From the age of 18, you can do everything a 21-year-old can do, except drink legally in the US. At 18 you are legally an adult. You can get married, serve in the military and be tried in court. Although, apparently at 18 you are incapable of acting like an adult when it comes to alcohol. This causes a lack of respect for the law, along with the problem of binge drinking. By the time 21 rolls around, you have probably already been drinking for years and feel as though you don't need to be taught how to drink. The real problem isn't necessarily the drinking age, it's the mindset that comes with being an adult for three full years without the full rights.
Alcohol has always been a concern for many countries while being an afterthought for others. Most everywhere else in the world does it right when it comes to the drinking age, and the US should follow suit. The reason it was changed in the first place was to reduce the number of alcohol-related fatalities. This has been proven to be unsuccessful.
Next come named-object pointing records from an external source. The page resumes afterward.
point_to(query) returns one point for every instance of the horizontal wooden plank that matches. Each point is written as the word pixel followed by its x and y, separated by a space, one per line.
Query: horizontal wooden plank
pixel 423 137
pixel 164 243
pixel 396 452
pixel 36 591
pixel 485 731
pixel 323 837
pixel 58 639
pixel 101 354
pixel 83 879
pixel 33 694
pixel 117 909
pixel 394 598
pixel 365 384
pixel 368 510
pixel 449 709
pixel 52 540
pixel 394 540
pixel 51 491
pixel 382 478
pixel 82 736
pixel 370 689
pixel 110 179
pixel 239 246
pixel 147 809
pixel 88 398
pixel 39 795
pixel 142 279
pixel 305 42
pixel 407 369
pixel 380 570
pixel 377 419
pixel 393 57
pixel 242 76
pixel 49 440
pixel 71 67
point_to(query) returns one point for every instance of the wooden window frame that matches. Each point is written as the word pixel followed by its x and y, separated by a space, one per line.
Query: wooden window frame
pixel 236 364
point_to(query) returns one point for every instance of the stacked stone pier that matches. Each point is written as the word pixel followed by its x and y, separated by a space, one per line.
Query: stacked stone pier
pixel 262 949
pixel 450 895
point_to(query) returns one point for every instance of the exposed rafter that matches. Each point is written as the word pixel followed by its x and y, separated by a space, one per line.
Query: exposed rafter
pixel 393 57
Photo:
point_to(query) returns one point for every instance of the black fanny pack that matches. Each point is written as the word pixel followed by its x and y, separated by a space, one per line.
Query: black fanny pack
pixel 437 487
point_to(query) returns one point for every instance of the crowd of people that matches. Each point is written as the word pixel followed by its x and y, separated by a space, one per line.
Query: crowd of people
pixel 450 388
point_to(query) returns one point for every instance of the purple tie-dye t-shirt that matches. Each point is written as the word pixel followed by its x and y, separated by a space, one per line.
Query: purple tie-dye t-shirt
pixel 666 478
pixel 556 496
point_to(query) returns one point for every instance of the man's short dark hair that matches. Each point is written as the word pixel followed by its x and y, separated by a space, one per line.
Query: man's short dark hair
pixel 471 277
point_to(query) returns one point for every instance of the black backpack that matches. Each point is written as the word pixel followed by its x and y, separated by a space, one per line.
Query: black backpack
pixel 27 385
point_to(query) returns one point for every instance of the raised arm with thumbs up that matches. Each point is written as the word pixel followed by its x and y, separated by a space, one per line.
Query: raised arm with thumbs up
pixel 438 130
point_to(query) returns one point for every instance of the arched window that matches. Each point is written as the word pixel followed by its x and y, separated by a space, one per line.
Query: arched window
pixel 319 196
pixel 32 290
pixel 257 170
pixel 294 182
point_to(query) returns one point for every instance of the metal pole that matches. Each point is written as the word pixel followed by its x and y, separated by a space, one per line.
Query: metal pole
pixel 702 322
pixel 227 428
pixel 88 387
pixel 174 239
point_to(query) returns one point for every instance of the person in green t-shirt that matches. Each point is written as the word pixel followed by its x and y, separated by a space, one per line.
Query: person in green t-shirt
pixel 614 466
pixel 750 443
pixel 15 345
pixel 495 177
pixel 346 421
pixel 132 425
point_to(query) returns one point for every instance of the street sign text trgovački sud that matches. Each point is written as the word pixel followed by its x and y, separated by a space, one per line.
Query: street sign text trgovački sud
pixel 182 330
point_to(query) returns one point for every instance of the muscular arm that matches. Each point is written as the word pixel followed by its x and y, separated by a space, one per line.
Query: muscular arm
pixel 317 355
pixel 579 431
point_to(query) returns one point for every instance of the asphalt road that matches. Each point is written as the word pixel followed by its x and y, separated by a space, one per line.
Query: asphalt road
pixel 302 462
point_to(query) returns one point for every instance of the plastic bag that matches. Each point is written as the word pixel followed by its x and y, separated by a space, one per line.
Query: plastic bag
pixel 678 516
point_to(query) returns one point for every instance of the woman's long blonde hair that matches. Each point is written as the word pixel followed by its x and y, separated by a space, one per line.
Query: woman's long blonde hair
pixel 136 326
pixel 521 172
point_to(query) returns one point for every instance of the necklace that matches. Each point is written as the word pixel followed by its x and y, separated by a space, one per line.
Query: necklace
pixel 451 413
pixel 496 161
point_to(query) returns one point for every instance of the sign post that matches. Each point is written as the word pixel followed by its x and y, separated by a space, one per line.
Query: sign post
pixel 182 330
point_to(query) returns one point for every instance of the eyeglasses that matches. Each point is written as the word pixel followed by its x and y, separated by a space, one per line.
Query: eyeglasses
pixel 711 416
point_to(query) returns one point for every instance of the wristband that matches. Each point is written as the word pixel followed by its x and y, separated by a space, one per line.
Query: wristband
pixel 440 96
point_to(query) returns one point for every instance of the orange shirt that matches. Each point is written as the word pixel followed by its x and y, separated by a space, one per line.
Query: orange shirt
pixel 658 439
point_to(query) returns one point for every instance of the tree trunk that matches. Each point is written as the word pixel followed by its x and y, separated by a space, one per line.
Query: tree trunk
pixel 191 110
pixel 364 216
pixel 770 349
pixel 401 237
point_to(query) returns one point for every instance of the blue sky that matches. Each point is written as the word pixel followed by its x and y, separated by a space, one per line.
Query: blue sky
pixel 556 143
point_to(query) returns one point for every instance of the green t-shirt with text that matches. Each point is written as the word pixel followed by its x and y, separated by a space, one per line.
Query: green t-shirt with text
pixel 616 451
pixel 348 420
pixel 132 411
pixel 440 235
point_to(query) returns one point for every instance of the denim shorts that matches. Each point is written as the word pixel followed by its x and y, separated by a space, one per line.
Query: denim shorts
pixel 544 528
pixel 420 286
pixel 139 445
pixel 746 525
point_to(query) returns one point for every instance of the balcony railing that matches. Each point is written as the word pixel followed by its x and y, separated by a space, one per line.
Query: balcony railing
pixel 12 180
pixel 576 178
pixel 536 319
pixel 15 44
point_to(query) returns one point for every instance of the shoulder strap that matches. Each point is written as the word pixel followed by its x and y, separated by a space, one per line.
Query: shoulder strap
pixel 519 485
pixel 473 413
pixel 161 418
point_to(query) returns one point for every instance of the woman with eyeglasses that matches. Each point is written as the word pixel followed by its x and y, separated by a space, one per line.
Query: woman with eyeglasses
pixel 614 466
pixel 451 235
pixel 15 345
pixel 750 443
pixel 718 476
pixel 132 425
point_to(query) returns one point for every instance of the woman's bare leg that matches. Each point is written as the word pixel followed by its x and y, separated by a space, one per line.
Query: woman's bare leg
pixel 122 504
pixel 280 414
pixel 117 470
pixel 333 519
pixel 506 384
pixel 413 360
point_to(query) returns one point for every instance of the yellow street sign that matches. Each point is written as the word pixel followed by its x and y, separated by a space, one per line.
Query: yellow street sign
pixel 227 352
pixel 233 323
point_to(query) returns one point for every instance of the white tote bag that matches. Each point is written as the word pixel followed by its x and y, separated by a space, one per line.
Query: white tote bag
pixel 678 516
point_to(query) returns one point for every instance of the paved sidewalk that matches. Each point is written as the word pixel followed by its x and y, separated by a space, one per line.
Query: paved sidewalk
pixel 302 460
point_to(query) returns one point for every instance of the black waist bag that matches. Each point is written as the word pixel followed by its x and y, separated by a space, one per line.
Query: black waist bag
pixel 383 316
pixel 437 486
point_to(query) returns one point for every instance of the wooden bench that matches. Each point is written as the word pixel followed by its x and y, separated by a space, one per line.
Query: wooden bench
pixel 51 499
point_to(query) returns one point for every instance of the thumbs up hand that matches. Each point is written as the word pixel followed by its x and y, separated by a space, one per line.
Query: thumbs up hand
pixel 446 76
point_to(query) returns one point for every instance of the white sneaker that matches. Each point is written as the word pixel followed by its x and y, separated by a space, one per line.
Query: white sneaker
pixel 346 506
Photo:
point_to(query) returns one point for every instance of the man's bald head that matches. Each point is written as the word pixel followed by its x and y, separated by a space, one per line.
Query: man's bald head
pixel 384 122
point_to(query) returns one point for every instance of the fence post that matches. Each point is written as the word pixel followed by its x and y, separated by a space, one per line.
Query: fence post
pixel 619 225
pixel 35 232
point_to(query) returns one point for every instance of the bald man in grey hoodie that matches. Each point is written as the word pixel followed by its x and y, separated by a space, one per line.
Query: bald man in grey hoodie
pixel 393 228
In 2002, twice as many 21 year-olds died in alcohol-related auto accidents as 18 year-olds. Such a staggering statistic speaks volumes: a policy that claims to be saving thousands of each year may simply be re-distributing deaths over the life cycle to the point at which it becomes legal to drink alcohol—age 21. So what now? Should the US raise the drinking age another couple of years now that 21 year-olds are also unable to handle themselves as adults when it comes to alcohol? No.
If the legal drinking age in the US was lowered, it would cause people to learn how to be responsible drinkers. After chatting with locals, who were astonished by the fact that we could drink here but not in our own country, I have come to the conclusion that the U.S. is wrong. This lower drinking age allows for all the "crazy" drinking to take place while in university. This ensures that by the time you graduate, you have your stuff together and that healthy and ideal balance between work and play that Australians have seemed to master so well.